Charles Tyrwhitt has upgraded its UK and international websites as it puts ecommerce expansion at the heart of its growth strategy.
The retailer’s chief information officer Simon Kerry told Retail Week the new upgrade was essential to the company’s ambitions to expand internationally.
“We know we want to expand into half a dozen new territories over the next two to three years and our old platform couldn’t scale to meet that demand,” said Kerry.
Charles Tyrwhitt has 24 stores across the UK, US and France, but Kerry said the retailer had “no plans” to expand its bricks-and-mortar estate into new territories, instead focusing on adding up to three new countries to its international ecommerce offer “in the next 12 months”.

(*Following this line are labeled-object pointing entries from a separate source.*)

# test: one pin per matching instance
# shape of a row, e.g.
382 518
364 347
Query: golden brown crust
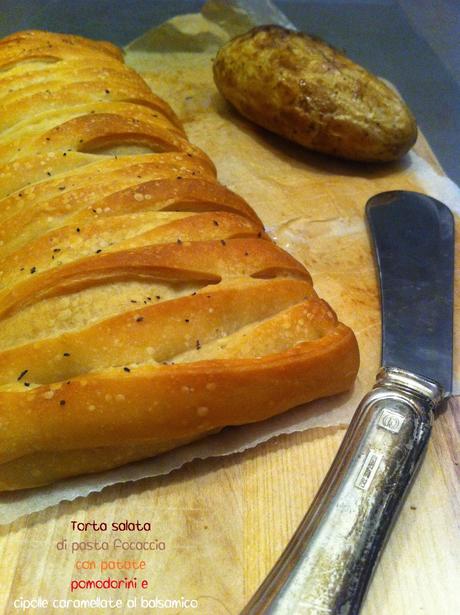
301 88
142 305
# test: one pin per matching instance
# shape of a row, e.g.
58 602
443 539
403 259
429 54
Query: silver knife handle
329 561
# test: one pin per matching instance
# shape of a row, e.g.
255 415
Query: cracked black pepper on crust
166 296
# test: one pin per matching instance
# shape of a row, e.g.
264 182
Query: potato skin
301 88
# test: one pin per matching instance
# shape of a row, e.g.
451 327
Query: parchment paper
312 205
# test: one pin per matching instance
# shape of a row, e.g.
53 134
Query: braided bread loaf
141 305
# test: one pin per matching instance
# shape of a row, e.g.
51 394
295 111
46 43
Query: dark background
413 43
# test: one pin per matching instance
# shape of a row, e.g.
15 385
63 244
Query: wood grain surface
225 521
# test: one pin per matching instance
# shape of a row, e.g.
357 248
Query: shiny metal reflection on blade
413 237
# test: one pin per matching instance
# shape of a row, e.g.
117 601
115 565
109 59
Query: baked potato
303 89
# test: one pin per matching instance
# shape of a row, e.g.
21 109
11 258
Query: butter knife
328 564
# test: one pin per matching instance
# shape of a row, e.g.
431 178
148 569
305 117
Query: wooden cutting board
225 521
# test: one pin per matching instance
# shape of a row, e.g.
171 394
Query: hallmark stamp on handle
368 470
390 420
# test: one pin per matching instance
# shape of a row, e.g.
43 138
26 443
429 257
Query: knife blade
416 283
329 562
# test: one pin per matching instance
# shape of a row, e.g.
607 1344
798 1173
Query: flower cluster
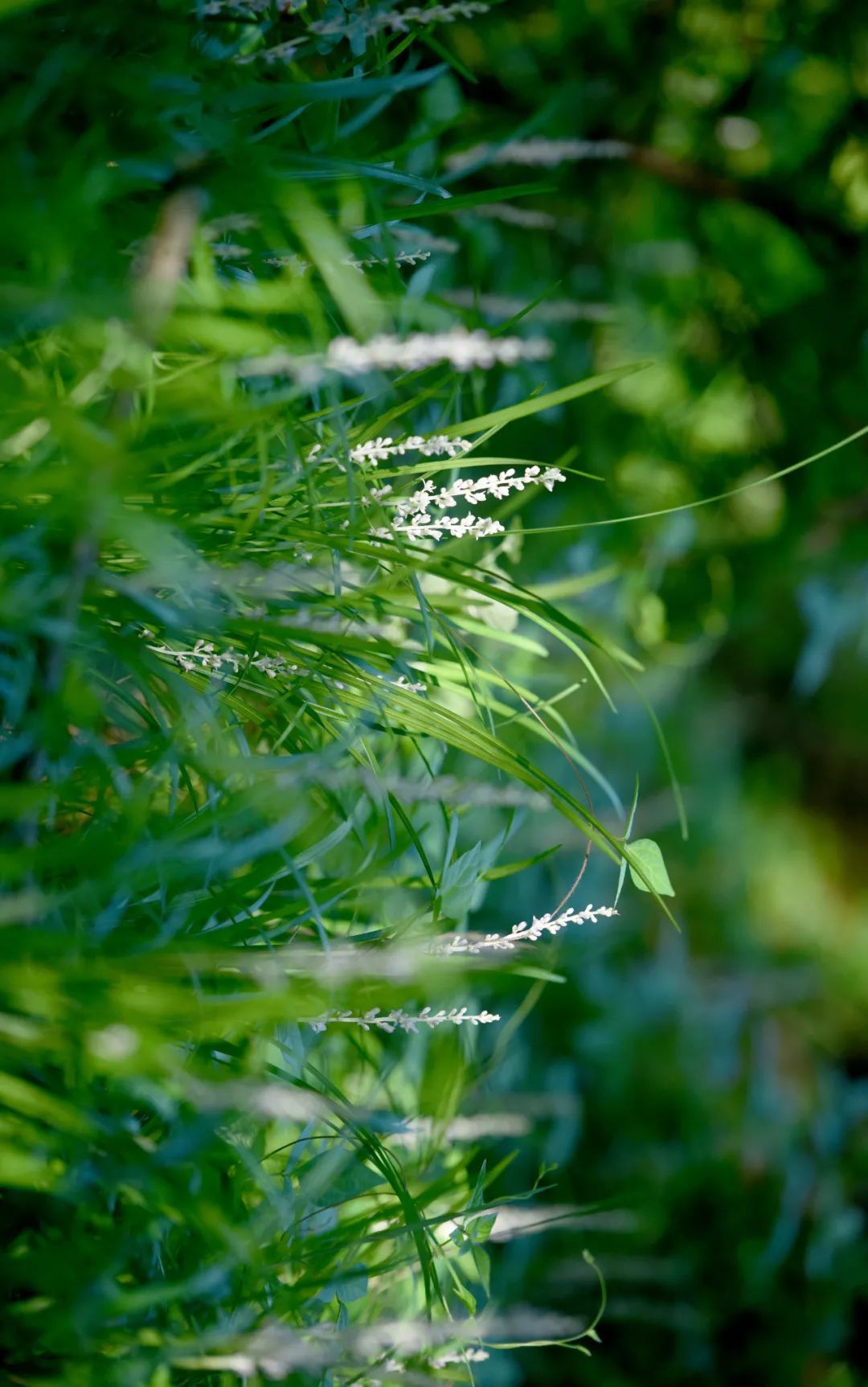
206 656
525 934
252 9
399 21
379 449
401 1020
302 267
539 153
412 515
461 348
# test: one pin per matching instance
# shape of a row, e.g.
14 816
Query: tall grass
258 728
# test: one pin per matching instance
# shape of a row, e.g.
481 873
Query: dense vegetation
334 339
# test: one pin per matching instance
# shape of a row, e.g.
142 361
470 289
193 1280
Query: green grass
257 759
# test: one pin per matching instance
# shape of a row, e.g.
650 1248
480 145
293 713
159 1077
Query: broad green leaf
646 859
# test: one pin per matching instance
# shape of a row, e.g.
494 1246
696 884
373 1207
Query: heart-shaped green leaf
648 857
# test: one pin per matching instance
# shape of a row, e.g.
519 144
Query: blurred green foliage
703 1096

“Bricks-and-mortar stores are important for us as a channel that our customers use and have a knock-on halo effect for our online platform, but it’s not a growth priority for us,” he added.
Online prowess
As well as expanding into new territories, the shirt specialist, founded as a mail-order business in 1986, plan to launch a euro-enabled English-language website and cross-border site within six months in partnership with Javelin.

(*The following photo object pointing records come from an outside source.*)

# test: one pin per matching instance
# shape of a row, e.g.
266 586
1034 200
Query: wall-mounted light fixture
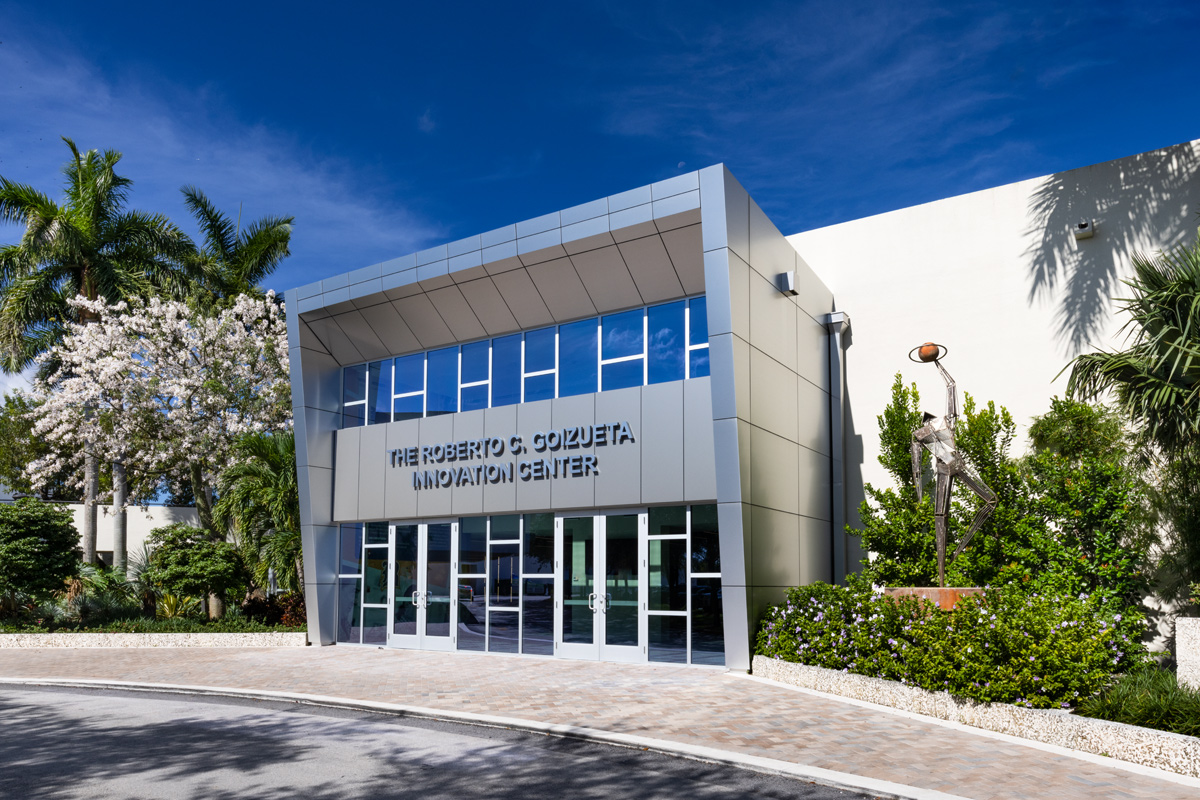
786 282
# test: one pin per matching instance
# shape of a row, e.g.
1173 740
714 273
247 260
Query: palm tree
233 260
1157 379
90 245
259 499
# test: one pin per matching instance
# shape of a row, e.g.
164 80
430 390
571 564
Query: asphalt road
59 744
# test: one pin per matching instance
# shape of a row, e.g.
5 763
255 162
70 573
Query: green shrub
1041 650
1150 698
39 551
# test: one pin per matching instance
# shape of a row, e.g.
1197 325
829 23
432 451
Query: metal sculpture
937 437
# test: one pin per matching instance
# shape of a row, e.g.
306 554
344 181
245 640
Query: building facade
604 433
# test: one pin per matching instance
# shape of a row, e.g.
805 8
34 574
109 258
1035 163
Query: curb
769 765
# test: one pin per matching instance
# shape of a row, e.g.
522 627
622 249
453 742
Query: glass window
408 408
507 528
379 392
507 371
623 334
577 358
442 392
538 607
667 521
669 575
707 623
539 388
539 543
351 549
503 583
540 350
669 639
474 361
472 546
349 595
706 542
623 374
354 415
697 316
473 397
354 384
665 342
502 635
409 374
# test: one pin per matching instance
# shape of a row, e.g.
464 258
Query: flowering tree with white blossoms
165 390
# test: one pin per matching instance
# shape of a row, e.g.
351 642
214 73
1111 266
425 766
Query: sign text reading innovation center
535 469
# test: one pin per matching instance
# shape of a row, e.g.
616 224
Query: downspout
838 324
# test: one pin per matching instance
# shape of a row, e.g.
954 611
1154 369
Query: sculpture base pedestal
946 599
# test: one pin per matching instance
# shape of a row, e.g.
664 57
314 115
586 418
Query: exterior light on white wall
786 282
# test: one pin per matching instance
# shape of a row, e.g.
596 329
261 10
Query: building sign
457 463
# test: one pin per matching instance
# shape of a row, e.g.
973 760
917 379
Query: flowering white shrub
162 388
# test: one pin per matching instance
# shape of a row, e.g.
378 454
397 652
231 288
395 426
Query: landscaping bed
1138 745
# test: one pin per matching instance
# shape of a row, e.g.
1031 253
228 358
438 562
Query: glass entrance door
601 587
421 613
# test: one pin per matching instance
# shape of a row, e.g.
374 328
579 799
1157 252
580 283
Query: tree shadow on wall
1139 203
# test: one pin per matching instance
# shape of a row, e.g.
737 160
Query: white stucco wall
139 522
999 278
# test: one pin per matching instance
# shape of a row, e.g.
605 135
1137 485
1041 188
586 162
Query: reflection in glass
507 371
375 575
472 546
354 384
577 579
474 361
577 358
408 408
622 335
377 533
353 416
507 528
665 346
472 613
403 603
539 388
669 638
473 397
348 599
351 548
375 625
540 349
621 579
623 374
379 392
539 543
707 623
669 575
538 606
409 374
706 542
503 579
503 631
697 318
667 521
437 579
442 392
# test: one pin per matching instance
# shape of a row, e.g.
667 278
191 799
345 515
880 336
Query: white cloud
174 136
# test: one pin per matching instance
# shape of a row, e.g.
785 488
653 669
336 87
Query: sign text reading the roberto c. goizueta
449 464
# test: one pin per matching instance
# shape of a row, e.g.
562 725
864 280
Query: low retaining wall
1145 746
269 639
1187 650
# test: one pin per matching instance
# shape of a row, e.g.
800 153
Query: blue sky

The shirts specialist has teamed up with Demandware and Accenture’s Javelin Group to relaunch its ecommerce sites across all of its online territories – the UK, US, Germany and Australia.
The menswear-focused fashion retailer’s upgraded sites are provided by Demandware and are optimised across, desktop, mobile and tablet devices and offer customer recommendations.
Kerry said its personalisation technology is relatively well established in comparison with some of its rivals.
“Because we are a direct market retail business, we already have a single customer view and historic customer transaction data,” he said .
“If you walked into our Jermyn Street flagship we could tell you what shirt you bought from us in 2003, irrespective of which channel you bought it from, and not many retailers can do that.”
Charles Tyrwhitt, which Kerry said has seen sales increase 25% “for the last seven or eight years”, was one of Retail Week’s top 10 fastest-growing retailers last year.